Seriamos sábios se observassemos a natureza mais do que observamos os livros santos. A natureza contem o código para entendermos o universo. E é um grande universo. Imaginemos um planeta com seres vivos. A vida pode não ser exatamente baseada em Carbono, os seres não precisam necessariamente serem móveis, podem viver simbióticamente com outras formas de vida para manter o ciclo de energia, podem não precisarem de luz ou a enxergarem sob outro espectro cromático. Mas mesmo se fossem humanoides poderiam, por exemplo, não entender o que é possuir. Poderiam não entender nosso conceito de individualidade, poderiam ter vários sexos ou nenhum, teriam outros Leit Motiv, motivações imcompreensíveis para nós, outros sentidos, diferentes dos nossos, para perceber coisas que fossem pertinentes a sua existencia em um ambiente imponderável.

Eventuamente alguma variação destas incontáveis possibilidades pode ter alcançado um nivel de evolução que permita passear pelo o universo e visitar planetas ao acaso. Podem ser bons e podem ser ruins. Podem tambem não ser nenhum nem outro mas representarem um perigo a nossa existencia ou para a deles mesmo. Imaginemos quantos microbios contemos e se um destes bichinhos resolve passear por uma possivel laringe extraterrena e causar uma gripe terráquea que dizima toda uma espécie em um planeta distante. Ou se um micróbio espacial tivesse pegado carona com o visitante. Ha filmes explorando tambem essa possibilidade. Estes filmes certamente não são base científica para afirmações mas a ciência pode tampouco prever a infinitesimal grandeza do universo. A abstração pertence a todo genero humano

Como muita coisa é possivel temos tambem de considerar as dimensões. O escritor e filósofo francês Voltaire escreveu Micromegas em 1732, conto este que foi banido pela igreja no mesmo ano. Tratava-se das viagens espaciais de um filósofo pelo cosmos. O que mais chama a atenção são as dimensões dos seres que encontra. Alguns tem vários quilometros de altura e a comunicação é bastante difícil outros são minúsculos e mesmo ve-los é custoso. O autor considera tambem o numero de sentidos e longevidade em taxas exponenciais. Todos os viajantes que encontram são tambem filósofos e eles discutem as diferenças entre os seres. Jules Verne, Huxley, Lem, Arthur Clark, Poe, Wells, Thorwald, Asimov, Strugatsky, Dike e tantos outros criaram seus mundos imaginários, abstrairam.
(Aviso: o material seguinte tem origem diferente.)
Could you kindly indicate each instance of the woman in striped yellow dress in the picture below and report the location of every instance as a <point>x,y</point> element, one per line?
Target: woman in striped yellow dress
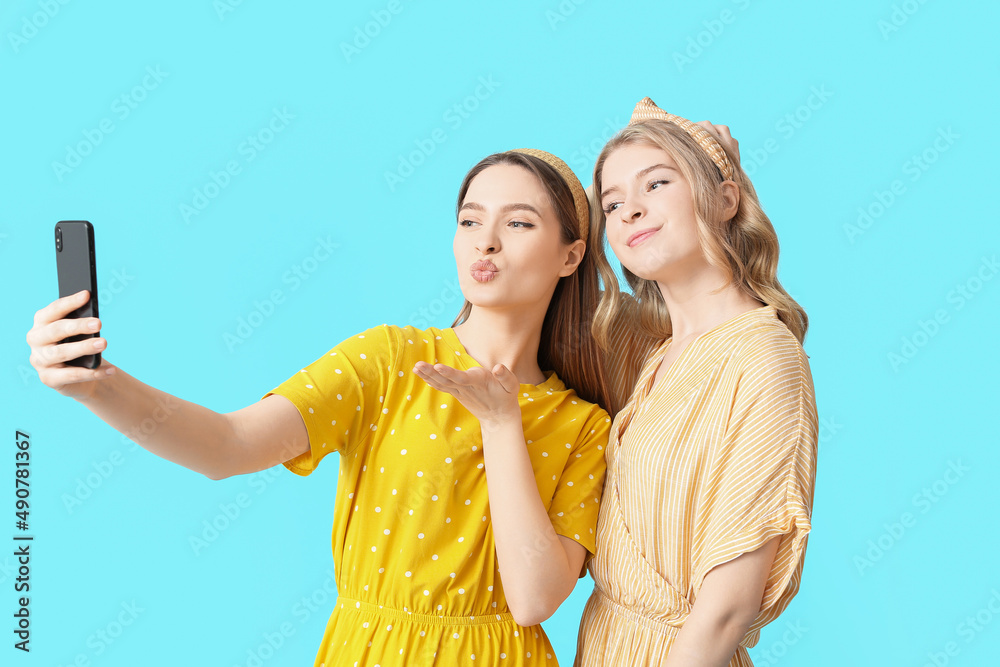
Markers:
<point>712,453</point>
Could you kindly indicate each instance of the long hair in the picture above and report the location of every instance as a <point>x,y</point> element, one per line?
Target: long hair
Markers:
<point>567,344</point>
<point>745,246</point>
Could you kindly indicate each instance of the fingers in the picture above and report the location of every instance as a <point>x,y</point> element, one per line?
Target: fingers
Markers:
<point>434,377</point>
<point>45,340</point>
<point>62,375</point>
<point>59,308</point>
<point>506,378</point>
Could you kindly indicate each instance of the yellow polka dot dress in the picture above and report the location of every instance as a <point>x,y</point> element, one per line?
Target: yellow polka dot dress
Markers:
<point>413,548</point>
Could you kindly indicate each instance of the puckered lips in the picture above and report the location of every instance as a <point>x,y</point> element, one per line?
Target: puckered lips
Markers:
<point>484,271</point>
<point>640,236</point>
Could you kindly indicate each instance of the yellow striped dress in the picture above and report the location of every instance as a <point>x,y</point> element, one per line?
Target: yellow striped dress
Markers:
<point>712,462</point>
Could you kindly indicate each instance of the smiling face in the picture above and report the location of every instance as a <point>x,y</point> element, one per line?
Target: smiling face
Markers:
<point>651,222</point>
<point>508,242</point>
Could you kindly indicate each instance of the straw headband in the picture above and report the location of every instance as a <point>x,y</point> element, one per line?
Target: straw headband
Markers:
<point>646,110</point>
<point>579,196</point>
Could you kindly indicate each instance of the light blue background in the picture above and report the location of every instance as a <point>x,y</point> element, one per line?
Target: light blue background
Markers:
<point>563,75</point>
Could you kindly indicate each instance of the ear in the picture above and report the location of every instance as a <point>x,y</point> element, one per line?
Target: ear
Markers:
<point>730,193</point>
<point>574,255</point>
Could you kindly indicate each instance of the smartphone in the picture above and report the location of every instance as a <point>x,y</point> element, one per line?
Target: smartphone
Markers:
<point>77,267</point>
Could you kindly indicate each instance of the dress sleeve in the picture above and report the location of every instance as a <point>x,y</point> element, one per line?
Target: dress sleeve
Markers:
<point>340,396</point>
<point>577,500</point>
<point>760,484</point>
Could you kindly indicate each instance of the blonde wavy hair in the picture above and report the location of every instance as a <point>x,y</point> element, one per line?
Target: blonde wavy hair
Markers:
<point>745,246</point>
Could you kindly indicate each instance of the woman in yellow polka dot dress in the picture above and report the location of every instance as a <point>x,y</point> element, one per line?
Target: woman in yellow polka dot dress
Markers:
<point>469,479</point>
<point>470,473</point>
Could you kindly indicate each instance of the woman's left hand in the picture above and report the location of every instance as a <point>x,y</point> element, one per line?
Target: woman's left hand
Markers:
<point>491,396</point>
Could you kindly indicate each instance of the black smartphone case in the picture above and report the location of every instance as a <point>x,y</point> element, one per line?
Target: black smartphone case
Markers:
<point>77,266</point>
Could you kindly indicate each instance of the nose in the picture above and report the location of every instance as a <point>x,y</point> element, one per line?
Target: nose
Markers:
<point>632,210</point>
<point>487,243</point>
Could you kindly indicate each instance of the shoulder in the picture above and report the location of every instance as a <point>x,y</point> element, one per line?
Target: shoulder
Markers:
<point>572,408</point>
<point>766,344</point>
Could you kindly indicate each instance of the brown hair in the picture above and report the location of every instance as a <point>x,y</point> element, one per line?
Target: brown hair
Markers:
<point>744,246</point>
<point>567,343</point>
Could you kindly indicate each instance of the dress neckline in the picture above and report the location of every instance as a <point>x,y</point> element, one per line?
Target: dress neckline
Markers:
<point>656,358</point>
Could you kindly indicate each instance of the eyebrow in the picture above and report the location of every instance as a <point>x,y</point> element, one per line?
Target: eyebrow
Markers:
<point>506,208</point>
<point>639,175</point>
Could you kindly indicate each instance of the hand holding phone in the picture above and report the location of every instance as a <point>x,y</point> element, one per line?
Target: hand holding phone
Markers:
<point>76,264</point>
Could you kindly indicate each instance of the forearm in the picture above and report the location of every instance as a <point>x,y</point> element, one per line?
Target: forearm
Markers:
<point>725,607</point>
<point>179,431</point>
<point>708,639</point>
<point>533,562</point>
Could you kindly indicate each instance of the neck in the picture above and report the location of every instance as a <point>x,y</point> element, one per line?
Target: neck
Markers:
<point>701,299</point>
<point>505,336</point>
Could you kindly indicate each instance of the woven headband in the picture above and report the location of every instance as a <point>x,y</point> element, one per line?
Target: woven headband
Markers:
<point>646,110</point>
<point>579,196</point>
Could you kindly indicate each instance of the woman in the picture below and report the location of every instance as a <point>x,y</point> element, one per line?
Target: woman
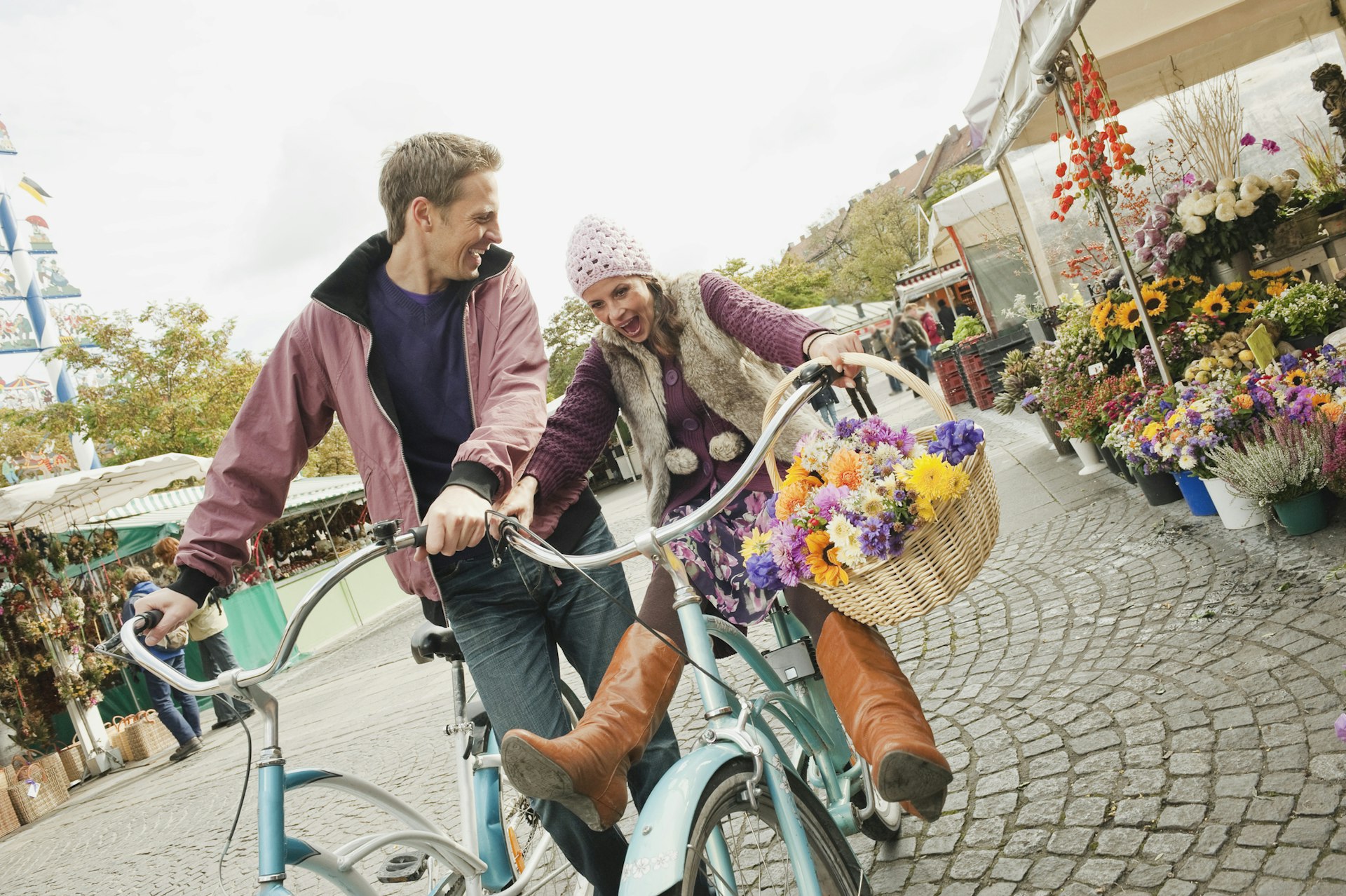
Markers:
<point>690,362</point>
<point>206,627</point>
<point>184,726</point>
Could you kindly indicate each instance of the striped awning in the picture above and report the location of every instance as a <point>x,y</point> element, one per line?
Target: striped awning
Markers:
<point>177,505</point>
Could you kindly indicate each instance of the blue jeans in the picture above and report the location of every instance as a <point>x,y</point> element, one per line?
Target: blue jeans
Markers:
<point>510,623</point>
<point>217,657</point>
<point>186,724</point>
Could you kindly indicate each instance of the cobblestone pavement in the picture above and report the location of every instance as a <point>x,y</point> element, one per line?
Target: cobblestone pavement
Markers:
<point>1134,701</point>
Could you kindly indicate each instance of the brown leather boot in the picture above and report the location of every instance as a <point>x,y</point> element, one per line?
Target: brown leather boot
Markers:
<point>881,712</point>
<point>586,770</point>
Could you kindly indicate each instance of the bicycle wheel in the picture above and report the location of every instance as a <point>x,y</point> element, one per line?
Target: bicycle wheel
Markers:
<point>758,859</point>
<point>524,828</point>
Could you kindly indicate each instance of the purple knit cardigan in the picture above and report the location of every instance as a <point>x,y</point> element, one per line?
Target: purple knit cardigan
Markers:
<point>580,427</point>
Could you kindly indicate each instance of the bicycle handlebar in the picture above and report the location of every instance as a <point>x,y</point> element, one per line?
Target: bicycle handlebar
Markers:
<point>809,381</point>
<point>389,541</point>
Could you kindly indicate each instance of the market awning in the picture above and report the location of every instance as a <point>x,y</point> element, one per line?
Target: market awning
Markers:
<point>175,506</point>
<point>60,502</point>
<point>1146,49</point>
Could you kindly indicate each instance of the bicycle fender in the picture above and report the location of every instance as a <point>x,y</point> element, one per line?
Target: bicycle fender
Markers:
<point>657,852</point>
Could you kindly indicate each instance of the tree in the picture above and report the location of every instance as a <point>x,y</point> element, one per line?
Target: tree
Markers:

Como sabemos que tudo é feito de energia, elemento compositivo dos atomos e eletrons podemos imaginar que as propriedades moleculares talvez não sejam as mesmas que as nossas criando assim invisibilidades, transponibilades e toda sorte de extravagancias físicas. Se enrolassemos um filme em torno do planeta, um fotograma seria o que enxergamos de nossa galáxia. Bom, são trilhões de galáxias. Com nossa lunetinha de brinquedo, o Hubble, podemos ver estrelas ingasgavelmente gigantescas a milhares de anos luz daqui. Mas não sabemos se, de muito mais longe, alguem está olhando pra gente de um telescópio galáctico profissional. Tambem não sabemos se o monte de ondas de rádio que mandamos de la pra ca com toda a informação sobre nossa civilização pode ser entendida por algum radio amador cósmico.

Sabemos em nosso intimo que temos uma energia inteligente dentro de nossos corpos animais e muitos lidam com isso de maneira diferente. Uns rezam, outros tem contatos, e outros tem fé. Não se pode dizer com certeza como isso funciona pois nunca paramos para olhar a questão com seriedade ou honestidade. A somatória dos estudiosos de diferentes areas contem a chave para estes enigmas. Mas eles não se unem nem se livram de seus dogmas deixando o conhecimento fragmentado e flutuante num eter de dúvidas.

Demorou centenas de anos para chegarmos a um bilhão, hoje é um bilhão a cada 20 anos e em progressão geométrica. Logo seremos tantos que não mais caberemos no planeta. Claro que a possibilidade de uma catastrofe mundial não pode ser descartada pois é o que observamos que acontece de tempos em tempos, como descrito na historia, o que acaba controlando a demografia, não estou vaticinando, so estou abstraindo.

Meu bisavô viu o nascimento da luz elétrica. Meu avô viu o do radio. Meu pai viu o da TV. Eu vi o do computador. Se os politicos e os militares permitirem, meus filhos vão ver o computador quântico e meus netos vão presenciar algo que ainda nem passa pela minha imaginação. Isso se continuarmos abstraindo.